The latest casualty of Obamacare may be a low-cost New Jersey health-care policy. Though President Obama promised “if you like your health care plan, you’ll be able to keep your health care plan, period,” that will not be the case for approximately 106,000 New Jersey residents whose plans will disappear under the law.
Known as the “basic and essential,” or B&E, health-care plans, the policy costs as little as a couple hundred dollars per month and is the choice of 71 percent of New Jersey residents on the individual insurance market. It provides minimum coverage for things such as doctor’s visits and procedures that don’t involve a hospital stay. According to the Newark Star-Ledger, B&E policy holders will, under Obamacare, “be left with may be a choice among pricey, pricier and priciest” plans.
Currently, the monthly plans go for $150 for a 25-year-old male or $1,100 for a family with parents in their 40s and, as Rutgers University’s Center for State Health Policy director Joel Cantor told the Star-Ledger, it would cost three or four times more for a standard policy on the individual market.

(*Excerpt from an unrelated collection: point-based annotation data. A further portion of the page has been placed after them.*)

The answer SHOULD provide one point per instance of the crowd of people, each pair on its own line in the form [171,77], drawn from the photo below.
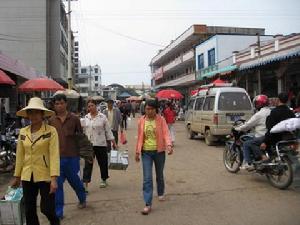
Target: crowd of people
[47,154]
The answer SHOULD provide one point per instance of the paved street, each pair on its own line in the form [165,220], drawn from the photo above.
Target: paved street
[199,191]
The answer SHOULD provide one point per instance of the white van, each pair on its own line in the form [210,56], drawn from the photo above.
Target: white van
[213,110]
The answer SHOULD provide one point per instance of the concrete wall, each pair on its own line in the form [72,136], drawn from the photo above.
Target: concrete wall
[24,23]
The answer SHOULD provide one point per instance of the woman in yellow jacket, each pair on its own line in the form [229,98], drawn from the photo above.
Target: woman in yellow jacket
[37,163]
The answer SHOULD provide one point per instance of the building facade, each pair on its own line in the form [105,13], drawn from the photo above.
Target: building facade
[89,81]
[36,33]
[270,67]
[214,55]
[174,66]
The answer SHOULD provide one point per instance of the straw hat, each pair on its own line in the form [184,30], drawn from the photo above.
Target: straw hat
[35,103]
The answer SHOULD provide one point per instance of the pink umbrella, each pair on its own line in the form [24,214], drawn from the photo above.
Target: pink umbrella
[169,94]
[4,79]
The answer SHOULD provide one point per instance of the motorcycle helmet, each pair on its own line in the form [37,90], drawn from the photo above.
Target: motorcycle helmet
[260,101]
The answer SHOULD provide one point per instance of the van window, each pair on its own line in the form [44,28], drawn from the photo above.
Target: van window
[209,103]
[199,103]
[191,104]
[233,101]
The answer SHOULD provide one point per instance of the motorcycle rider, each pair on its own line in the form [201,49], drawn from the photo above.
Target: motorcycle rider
[278,114]
[258,123]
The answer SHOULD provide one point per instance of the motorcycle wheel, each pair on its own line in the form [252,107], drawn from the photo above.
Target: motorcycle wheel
[231,159]
[285,178]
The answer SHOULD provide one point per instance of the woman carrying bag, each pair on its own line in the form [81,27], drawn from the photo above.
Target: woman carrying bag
[37,163]
[152,143]
[97,129]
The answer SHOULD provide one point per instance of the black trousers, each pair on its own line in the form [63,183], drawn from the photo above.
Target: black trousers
[30,193]
[102,158]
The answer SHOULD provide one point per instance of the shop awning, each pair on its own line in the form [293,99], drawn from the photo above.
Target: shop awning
[264,60]
[224,70]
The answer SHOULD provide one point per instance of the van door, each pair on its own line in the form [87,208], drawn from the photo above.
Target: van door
[189,113]
[197,114]
[207,114]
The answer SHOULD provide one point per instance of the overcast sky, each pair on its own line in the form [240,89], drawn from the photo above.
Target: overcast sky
[123,35]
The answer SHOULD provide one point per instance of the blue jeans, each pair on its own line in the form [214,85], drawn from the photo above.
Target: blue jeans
[252,146]
[148,157]
[69,169]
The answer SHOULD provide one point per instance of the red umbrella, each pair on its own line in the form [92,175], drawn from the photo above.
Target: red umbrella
[4,79]
[40,84]
[170,93]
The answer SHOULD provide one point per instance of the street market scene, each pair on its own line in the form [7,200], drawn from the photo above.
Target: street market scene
[164,112]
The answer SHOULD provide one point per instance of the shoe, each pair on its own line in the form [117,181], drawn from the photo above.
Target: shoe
[103,184]
[146,210]
[81,205]
[86,189]
[161,198]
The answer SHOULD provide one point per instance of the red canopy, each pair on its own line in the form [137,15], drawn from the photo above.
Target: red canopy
[4,79]
[170,94]
[40,84]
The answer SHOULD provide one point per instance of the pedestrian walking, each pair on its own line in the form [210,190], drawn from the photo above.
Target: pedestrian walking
[170,116]
[124,112]
[97,129]
[114,117]
[67,125]
[133,108]
[37,162]
[152,142]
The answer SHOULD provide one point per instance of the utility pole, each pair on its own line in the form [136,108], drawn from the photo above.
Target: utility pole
[70,78]
[258,74]
[90,81]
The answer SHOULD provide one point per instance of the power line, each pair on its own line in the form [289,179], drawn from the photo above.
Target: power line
[127,36]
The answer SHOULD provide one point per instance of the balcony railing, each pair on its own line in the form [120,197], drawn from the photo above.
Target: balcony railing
[201,73]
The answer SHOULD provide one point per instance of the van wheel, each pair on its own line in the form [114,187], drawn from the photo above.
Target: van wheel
[191,134]
[208,137]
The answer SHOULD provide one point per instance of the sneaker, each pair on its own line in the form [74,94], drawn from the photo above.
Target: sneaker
[146,210]
[103,184]
[161,198]
[81,205]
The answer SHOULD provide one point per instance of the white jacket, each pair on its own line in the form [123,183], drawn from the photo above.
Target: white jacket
[258,122]
[97,129]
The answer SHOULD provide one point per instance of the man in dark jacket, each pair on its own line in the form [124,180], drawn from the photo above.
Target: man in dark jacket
[278,114]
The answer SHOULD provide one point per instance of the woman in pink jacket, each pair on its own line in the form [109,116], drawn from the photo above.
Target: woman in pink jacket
[153,140]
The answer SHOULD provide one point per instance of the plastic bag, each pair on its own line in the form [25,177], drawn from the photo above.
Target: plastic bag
[123,138]
[13,194]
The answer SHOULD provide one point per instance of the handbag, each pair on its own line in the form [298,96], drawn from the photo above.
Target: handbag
[84,147]
[118,160]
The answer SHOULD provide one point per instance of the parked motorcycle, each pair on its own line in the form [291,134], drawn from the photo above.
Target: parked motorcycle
[278,169]
[8,145]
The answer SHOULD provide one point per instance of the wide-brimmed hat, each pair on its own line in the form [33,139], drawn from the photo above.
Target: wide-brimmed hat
[38,104]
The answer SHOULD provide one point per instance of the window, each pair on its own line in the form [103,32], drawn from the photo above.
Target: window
[191,104]
[200,61]
[233,101]
[209,103]
[199,104]
[211,57]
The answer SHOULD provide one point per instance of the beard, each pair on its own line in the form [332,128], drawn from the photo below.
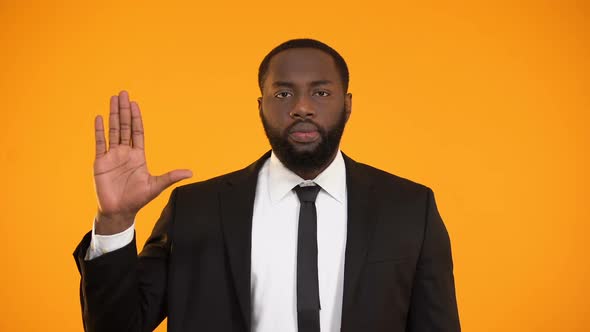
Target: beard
[305,161]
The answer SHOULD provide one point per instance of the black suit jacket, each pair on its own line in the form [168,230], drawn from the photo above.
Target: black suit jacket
[195,266]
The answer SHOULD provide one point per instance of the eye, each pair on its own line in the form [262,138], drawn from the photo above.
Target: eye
[283,94]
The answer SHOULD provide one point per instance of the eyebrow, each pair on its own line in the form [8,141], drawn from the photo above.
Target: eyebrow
[290,84]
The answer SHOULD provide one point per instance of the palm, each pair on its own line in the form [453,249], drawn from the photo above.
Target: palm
[121,177]
[122,180]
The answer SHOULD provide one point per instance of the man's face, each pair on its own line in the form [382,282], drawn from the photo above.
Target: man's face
[304,108]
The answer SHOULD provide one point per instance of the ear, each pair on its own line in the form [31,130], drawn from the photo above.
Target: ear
[348,105]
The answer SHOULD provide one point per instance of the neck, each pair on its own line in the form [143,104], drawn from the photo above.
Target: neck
[310,174]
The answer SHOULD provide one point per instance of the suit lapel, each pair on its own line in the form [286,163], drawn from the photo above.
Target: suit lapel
[360,225]
[236,209]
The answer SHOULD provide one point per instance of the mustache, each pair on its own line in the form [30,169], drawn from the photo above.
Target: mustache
[305,125]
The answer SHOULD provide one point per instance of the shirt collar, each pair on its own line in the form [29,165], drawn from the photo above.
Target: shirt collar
[282,180]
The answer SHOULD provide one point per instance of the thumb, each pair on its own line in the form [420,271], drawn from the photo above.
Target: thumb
[166,180]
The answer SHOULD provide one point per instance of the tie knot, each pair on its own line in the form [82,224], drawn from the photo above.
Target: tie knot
[307,194]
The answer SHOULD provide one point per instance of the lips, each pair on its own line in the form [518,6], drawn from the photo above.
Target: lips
[304,132]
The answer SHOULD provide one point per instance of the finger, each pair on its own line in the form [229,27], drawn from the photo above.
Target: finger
[136,126]
[114,122]
[166,180]
[101,146]
[125,118]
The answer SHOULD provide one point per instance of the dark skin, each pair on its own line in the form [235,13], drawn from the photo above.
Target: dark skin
[301,83]
[304,83]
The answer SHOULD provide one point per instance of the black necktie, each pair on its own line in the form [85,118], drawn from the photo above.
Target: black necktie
[308,292]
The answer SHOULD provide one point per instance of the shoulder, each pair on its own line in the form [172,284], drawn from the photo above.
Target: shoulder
[385,182]
[246,176]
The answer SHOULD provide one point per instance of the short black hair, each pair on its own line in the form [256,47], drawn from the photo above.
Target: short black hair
[305,43]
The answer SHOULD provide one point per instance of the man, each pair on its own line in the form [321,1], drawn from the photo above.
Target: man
[304,239]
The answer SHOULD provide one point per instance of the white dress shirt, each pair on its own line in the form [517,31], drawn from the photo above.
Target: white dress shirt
[273,286]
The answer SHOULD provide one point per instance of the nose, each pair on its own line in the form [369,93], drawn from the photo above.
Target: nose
[303,108]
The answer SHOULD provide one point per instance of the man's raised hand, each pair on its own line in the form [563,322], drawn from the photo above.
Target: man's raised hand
[122,181]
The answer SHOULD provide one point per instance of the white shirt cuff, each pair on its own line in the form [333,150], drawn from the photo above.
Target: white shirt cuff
[102,244]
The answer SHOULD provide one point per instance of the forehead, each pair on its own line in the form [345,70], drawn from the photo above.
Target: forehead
[301,66]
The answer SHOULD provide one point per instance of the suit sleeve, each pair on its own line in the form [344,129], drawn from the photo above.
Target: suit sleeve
[121,291]
[433,305]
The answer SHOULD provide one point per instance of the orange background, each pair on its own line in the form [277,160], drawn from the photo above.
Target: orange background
[486,103]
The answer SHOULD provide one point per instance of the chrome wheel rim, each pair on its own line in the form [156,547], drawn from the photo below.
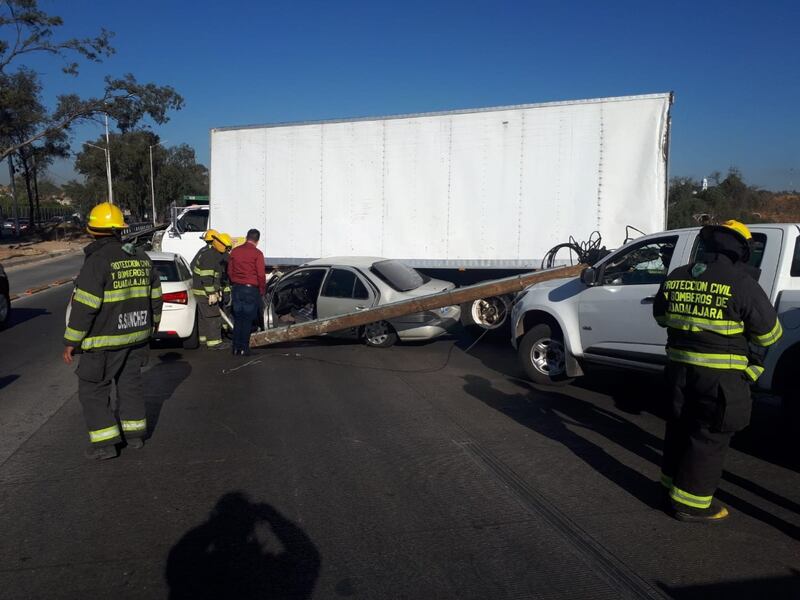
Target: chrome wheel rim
[548,357]
[489,313]
[377,333]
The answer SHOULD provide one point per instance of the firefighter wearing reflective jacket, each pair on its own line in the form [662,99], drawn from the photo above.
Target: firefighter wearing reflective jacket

So what happened to the B&E plans? They don’t meet the regulations imposed by the Affordable Care Act because they do not cover services that the law will force every individual health-insurance plan to provide. The Star-Ledger reports that B&E customers who don’t qualify for a federal tax credit to purchase insurance “will see price increases” in the cost of their next plan.
Last year, about a quarter of those enrolled in B&E plans were under the age of 24. The plan is also popular among those who retire early and are looking for cheap coverage before they qualify for Medicare.
UPDATE: This piece has been amended since its original posting.